C’est ainsi que dans le conte merveilleux « Vassilissa la très belle » (transmis par le grand collecteur russe Alexandre Afanassiev -chercher aux éditions Imago, traduction Lise Gruel-Apert) la poupée parle à Vassilissa.

Vassilissa depuis toute petite range la maison, lave les vêtements, prépare à manger, va chercher du bois pour le feu : dans la vie quotidienne, elle est efficace. Et même dans l’autre monde, celui de la magicienne, elle sait allumer les torches, donner à manger au chat, au chien au coq, balayer la cour, nettoyer l’isba. Mais Baba Yaga exige :

-« Et quand tu auras fini tout ça, viens voir : dans la réserve, je veux que tu sépares les grains de blé abimés par la rouille des bons, dont je veux faire de la farine. Si tu fais ce que tu dois d’ici demain matin, tu seras récompensée. Sinon, je te mangerai. »

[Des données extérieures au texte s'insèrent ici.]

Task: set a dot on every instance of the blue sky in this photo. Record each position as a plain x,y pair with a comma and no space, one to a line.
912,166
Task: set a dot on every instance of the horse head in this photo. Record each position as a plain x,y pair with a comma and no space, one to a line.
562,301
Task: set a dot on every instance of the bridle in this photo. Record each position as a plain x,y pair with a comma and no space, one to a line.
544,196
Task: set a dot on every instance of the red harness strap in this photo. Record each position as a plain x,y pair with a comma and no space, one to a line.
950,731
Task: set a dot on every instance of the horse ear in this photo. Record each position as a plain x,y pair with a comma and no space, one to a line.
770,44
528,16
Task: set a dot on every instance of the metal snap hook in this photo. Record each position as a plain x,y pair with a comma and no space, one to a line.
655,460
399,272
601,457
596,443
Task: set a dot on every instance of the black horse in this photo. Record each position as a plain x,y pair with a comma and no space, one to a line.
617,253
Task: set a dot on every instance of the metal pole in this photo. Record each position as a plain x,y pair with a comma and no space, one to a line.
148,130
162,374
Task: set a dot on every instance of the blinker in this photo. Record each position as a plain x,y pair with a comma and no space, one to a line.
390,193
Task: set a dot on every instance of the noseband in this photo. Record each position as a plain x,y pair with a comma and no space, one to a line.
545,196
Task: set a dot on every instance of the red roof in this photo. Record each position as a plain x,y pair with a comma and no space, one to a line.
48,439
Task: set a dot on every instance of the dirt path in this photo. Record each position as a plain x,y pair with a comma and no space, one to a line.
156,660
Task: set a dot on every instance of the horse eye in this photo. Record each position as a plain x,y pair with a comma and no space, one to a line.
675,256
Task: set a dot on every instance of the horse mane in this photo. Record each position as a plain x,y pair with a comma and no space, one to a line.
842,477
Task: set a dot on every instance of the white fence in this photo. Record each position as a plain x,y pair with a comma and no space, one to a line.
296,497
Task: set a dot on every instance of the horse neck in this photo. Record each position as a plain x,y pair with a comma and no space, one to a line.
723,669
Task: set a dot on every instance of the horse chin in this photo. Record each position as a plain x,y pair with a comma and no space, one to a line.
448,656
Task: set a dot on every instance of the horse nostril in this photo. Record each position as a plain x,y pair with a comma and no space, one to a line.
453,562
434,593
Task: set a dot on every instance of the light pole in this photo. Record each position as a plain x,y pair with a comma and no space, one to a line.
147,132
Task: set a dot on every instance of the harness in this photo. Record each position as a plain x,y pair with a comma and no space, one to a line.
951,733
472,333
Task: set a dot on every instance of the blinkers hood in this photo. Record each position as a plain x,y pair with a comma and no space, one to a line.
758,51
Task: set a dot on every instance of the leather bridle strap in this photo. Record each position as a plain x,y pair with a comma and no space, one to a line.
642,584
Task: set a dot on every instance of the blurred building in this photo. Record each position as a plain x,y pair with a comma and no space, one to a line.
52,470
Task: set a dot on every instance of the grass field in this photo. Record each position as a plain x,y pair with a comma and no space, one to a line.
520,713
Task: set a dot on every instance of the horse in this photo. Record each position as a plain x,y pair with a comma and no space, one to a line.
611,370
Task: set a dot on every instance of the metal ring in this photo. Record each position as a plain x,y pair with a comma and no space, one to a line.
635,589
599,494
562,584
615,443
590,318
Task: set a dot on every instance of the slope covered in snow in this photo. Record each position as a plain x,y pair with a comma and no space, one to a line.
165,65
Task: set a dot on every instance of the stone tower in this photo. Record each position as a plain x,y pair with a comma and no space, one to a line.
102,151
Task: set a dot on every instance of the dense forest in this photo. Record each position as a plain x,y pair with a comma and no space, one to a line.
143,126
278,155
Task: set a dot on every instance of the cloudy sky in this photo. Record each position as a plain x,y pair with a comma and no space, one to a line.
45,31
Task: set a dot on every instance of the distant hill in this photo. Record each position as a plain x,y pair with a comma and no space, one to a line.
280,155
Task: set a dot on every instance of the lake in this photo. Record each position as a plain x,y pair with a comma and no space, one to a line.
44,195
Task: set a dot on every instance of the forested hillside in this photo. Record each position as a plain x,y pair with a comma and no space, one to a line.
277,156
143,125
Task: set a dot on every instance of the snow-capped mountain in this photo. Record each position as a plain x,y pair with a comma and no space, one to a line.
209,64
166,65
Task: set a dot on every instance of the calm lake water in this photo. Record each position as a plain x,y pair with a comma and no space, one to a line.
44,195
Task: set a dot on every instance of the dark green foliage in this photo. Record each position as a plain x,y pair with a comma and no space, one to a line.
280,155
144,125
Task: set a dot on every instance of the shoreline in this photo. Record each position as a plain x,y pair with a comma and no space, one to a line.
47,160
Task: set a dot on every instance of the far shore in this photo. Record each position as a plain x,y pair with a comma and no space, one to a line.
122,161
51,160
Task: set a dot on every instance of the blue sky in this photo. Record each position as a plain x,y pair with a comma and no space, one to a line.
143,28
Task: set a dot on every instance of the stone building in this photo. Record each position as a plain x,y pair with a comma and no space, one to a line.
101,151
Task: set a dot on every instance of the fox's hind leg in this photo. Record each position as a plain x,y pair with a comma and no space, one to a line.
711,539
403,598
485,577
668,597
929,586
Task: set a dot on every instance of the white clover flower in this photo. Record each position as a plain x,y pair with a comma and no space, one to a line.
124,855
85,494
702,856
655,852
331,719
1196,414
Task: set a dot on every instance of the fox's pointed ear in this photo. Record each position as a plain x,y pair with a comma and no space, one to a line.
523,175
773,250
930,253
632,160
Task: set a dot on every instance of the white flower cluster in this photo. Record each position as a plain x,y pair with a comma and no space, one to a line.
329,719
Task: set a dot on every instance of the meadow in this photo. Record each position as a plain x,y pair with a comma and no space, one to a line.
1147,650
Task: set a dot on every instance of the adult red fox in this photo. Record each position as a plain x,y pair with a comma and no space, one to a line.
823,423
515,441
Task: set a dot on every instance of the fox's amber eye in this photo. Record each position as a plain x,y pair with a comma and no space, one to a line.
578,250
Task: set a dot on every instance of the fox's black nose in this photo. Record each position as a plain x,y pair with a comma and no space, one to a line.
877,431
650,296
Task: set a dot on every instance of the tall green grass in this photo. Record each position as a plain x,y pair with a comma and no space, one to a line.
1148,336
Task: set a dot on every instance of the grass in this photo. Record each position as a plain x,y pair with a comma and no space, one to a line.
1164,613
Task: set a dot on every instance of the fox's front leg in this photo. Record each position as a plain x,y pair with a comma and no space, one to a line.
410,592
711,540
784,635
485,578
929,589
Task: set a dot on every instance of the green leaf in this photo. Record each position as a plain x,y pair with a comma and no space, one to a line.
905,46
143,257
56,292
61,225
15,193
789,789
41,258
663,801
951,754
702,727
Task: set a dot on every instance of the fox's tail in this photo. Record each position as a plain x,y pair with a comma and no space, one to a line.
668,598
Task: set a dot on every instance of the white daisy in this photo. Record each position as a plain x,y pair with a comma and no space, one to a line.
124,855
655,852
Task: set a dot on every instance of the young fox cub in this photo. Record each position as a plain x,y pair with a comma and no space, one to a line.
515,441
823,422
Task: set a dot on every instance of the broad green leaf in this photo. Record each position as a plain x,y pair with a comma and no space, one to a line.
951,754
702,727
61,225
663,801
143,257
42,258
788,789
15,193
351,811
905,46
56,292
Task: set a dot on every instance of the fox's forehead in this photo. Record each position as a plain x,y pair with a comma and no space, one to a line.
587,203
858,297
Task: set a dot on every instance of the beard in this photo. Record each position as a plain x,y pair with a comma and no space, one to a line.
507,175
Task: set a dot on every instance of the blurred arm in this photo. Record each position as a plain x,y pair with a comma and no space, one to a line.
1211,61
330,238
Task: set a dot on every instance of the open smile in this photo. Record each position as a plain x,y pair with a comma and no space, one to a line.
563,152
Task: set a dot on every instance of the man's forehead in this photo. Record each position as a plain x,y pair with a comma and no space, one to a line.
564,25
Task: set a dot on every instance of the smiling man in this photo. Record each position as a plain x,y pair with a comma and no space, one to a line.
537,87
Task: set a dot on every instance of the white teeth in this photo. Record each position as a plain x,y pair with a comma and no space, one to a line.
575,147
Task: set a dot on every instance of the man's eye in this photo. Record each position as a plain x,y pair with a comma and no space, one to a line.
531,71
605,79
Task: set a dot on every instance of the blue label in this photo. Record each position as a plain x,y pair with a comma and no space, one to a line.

C’est un travail pour la poupée.

Toujours cachée, rangée le plus souvent dans sa poche du tablier de Vassilissa, la poupée parle.

Hors de portée de la peur, elle sait qui est Baba Yaga et le trésor inestimable dont elle rémunère le travail bien fait. Elle sait s’orienter dans la forêt, sait quand il faut questionner ou se taire, tenir ou lâcher, quand il faut rester ou partir. Il suffit de lui donner à manger et de lui demander son aide.

-Un jour, après que j’ai raconté Baba Yaga en public, une institutrice me dit de la manière la plus sérieuse du monde: « c’est bien hein, votre histoire, là, mais faudrait pas trop dire ça à mes élèves que le plus important du travail se fait quand on dort…ils dorment bien assez comme ça en classe ! »

(…)

Ce conte merveilleux, comme la maison de Baba Yaga, regorge de trésors, de jeux de piste pour notre inconscient réjoui.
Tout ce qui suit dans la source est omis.